Dividend Stock #2: Medical Properties Trust (MPW)
With a $22 billion-plus real estate portfolio, Medical Properties Trust (MPW) is one of the biggest owners of hospitals in the world. The reasons that initially drew me to purchase MPW are just as strong now as they were in January and February of this year. Interested readers can get a more detailed explanation of why I like MPW in a Motley Fool article published a few months ago.
But at its core, the factors are that MPW is a steadily growing REIT with tons of room for future growth and a well-covered dividend (a whopping 6.4% yield as well at the current $18 share price) at a modest valuation.
Dividend Stock #3: GlaxoSmithKline (GSK)
GlaxoSmithKline is one of the largest pharmaceutical companies in the world. Unsurprisingly, the company has plenty of blockbusters like respiratory drugs Trelegy and Nucala, as well as HIV drugs Tivicay and Triumeq (page 47 of GlaxoSmithKline Q4 2021 earnings press release).
And with dozens of other projects in clinical development in its pipeline, analysts are forecasting 8.2% annual earnings growth over the next five years. The stock also offers investors a market-trouncing 4.6% dividend yield. And the cherry on top is that GSK's forward P/E ratio of 13.4 at the current $43 share price doesn't appear to be too steep for its quality.

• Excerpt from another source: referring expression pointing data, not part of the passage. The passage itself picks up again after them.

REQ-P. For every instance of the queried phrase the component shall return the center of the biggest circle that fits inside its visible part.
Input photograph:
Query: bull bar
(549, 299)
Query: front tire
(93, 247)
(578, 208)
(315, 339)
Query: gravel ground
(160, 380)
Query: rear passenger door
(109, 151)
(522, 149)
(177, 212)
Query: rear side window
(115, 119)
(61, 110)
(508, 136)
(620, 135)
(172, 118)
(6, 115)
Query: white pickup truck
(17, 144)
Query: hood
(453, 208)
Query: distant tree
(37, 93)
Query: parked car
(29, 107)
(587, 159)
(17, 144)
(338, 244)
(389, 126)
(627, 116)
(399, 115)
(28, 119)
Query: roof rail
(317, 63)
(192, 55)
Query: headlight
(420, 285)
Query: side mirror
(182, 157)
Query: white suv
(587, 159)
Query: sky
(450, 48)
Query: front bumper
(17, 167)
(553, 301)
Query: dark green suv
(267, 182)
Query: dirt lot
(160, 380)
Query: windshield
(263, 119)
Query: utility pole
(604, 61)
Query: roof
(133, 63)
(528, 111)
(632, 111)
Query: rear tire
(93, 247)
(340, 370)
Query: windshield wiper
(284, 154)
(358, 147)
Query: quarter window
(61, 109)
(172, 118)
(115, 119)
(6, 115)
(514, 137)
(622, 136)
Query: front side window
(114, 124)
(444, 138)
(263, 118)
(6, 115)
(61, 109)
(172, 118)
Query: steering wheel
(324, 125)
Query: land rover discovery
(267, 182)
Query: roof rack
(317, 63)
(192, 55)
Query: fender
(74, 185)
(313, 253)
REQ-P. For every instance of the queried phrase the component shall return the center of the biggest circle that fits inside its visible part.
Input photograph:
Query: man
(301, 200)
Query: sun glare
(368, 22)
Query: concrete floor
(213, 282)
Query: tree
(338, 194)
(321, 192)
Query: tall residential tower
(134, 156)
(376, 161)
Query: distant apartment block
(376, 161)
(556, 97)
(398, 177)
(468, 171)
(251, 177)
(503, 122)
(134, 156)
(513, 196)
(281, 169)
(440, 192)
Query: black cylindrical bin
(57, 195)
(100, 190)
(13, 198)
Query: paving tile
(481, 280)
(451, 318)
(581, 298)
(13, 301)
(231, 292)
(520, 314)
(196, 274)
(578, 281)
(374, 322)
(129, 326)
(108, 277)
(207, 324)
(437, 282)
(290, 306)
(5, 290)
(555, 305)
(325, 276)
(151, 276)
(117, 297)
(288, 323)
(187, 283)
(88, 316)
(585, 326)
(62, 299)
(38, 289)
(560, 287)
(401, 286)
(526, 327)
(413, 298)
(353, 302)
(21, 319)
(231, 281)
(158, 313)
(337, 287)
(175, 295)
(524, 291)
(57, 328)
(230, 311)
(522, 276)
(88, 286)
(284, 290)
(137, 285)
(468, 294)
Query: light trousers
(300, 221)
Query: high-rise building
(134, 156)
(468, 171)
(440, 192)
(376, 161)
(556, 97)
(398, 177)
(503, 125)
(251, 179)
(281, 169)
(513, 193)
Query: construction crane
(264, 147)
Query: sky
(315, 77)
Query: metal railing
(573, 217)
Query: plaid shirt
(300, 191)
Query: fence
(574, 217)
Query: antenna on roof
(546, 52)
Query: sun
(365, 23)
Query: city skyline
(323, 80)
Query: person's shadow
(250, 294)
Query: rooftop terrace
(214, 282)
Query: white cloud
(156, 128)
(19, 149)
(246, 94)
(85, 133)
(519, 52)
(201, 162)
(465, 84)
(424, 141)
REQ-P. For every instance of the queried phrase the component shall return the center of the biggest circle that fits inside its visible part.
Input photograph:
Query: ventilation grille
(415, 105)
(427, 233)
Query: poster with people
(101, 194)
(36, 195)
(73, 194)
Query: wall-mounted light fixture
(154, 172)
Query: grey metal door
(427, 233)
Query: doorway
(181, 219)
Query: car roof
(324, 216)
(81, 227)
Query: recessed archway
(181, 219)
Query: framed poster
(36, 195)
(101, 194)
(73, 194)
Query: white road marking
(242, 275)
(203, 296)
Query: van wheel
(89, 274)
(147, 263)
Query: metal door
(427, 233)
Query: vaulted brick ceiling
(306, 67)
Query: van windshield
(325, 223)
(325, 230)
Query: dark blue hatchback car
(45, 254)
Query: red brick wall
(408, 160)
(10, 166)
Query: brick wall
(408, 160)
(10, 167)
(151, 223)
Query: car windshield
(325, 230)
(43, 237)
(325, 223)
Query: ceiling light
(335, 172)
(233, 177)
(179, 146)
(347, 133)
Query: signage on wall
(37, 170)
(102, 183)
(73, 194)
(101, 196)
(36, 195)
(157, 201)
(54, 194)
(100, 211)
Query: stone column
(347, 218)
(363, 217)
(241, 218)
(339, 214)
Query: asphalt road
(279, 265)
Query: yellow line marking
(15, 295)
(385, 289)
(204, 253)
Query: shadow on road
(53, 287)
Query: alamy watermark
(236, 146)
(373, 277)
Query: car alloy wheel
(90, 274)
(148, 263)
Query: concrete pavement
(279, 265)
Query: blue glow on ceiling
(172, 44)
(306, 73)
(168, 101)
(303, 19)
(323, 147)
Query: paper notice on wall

Since my master list of stocks that I don't yet own and want to own is now down to barely a dozen, I will mostly be adding to existing positions going forward. Unless the valuations for KMI, MPW, and GSK drastically change, I will likely be adding to my positions in those stocks next month, as well as a few others.
Are any of KMI, MPW, or GSK on your watch list for June 2022?
If not, what stocks are you thinking about buying next month?